Bild: Bayer-Konzern: Röhrenbau gegen alle Widerstände.
DÜSSELDORF taz Nichts ist zu sehen, nichts ist zu hören, nichts ist zu
riechen. Trotzdem fallen Menschen in Ohnmacht und ersticken kurze Zeit
später: Kohlenmonoxid (CO) ist farblos, geruchsneutral und hochgiftig. Das
wissen die Bewohner rund um Düsseldorf. Seit einigen Monaten regt sich dort
massiver Widerstand. Denn der Chemiegigant Bayer verlegt eine knapp 70
Kilometer lange Pipeline zwischen seinen Werken Dormagen und Uerdingen, die
dieses Gas transportieren soll.
Nicht nur die Umweltverbände und örtliche Initiativen machen mobil. Auch
CDU-Bürgermeister der betroffenen Kommunen klagen gegen die Enteignungen
ihres Geländes. Die konservative "Rheinische Post" zitiert ein Gutachten,
das im Falle eines Leitungsbruchs von fast 150.000 Betroffenen ausgeht. Das
Szenario erscheint noch bedrohlicher, seit das Umweltamt des Kreises
Mettmann, durch dessen Gebiet die Röhre verlegt wird, erklärte, die
Feuerwehren entlang der Trasse seien bei einen Bruch der Leitung weder
technisch noch personell gerüstet, um Rettungsmaßnahmen zu ergreifen.
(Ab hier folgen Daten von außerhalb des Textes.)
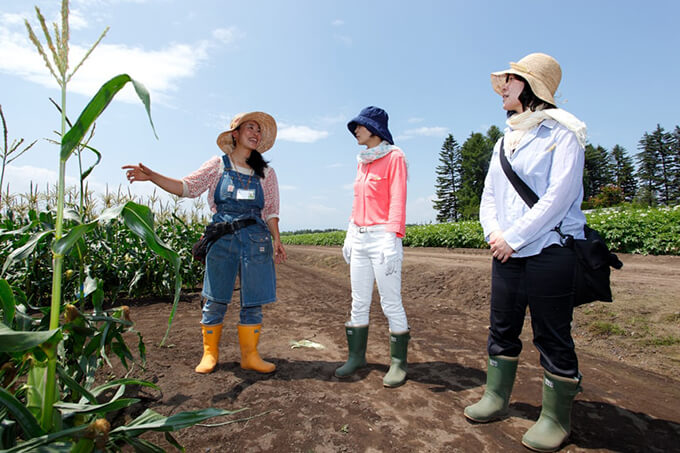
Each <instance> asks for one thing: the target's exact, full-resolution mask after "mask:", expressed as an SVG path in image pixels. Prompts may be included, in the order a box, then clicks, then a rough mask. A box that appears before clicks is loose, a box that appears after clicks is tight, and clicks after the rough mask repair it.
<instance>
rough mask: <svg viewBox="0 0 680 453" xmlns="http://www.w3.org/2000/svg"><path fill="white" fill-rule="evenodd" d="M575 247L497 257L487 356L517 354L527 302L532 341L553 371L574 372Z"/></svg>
mask: <svg viewBox="0 0 680 453" xmlns="http://www.w3.org/2000/svg"><path fill="white" fill-rule="evenodd" d="M575 266H576V255H575V254H574V251H573V250H571V249H569V248H566V247H560V246H550V247H547V248H545V249H543V250H542V251H541V253H540V254H538V255H535V256H531V257H528V258H510V259H509V260H508V261H506V262H505V263H501V262H500V261H499V260H497V259H494V260H493V265H492V274H491V315H490V322H491V326H490V327H489V340H488V345H487V350H488V353H489V355H504V356H509V357H517V356H519V354H520V352H521V351H522V342H521V340H520V339H519V335H520V333H522V327H523V325H524V316H525V313H526V307H527V305H528V306H529V311H530V313H531V327H532V329H533V332H534V345H535V346H536V349H538V351H539V352H540V354H541V365H542V366H543V368H544V369H545V370H547V371H548V372H550V373H553V374H556V375H559V376H564V377H575V376H577V375H578V359H577V358H576V352H575V351H574V340H573V339H572V338H571V321H572V314H573V311H574V276H575V269H576V267H575Z"/></svg>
Warum aber verfolgt Bayer so hartnäckig seine Pläne? An beiden
Industriestandorten gibt es Anlagen zur Herstellung des gefährlichen Gases.
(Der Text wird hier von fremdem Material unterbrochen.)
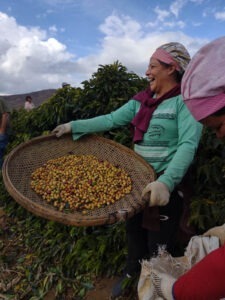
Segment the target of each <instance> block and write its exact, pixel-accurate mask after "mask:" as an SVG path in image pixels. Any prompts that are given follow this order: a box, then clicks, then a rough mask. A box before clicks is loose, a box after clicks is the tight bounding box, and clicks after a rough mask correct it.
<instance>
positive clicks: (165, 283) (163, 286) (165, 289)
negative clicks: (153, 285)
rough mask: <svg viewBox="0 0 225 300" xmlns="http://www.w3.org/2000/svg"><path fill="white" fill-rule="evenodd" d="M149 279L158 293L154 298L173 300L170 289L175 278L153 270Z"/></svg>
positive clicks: (174, 281) (159, 271) (170, 289)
Während aber im südlich gelegenen Dormagen die Produktion nicht ausgelastet
ist, benötigt man im nördlichen Uerdingen mehr CO als dort hergestellt
werden kann. Durch die Pipeline werde "die Versorgungssicherheit der
Standorte mit einem wichtigen Grundstoff für die Kunststoff-Herstellung
erhöht", erläutert Kerstin Nacken, Pressesprecherin der Bayer Industry
Services in Leverkusen. Als Hauptgrund für die Röhre nennt sie aber den
Erhalt von Arbeitsplätzen. Rund 76.300 Menschen arbeiten laut Nacken in NRW
in der Kunststoffproduktion und der weiterverarbeitende Industrie.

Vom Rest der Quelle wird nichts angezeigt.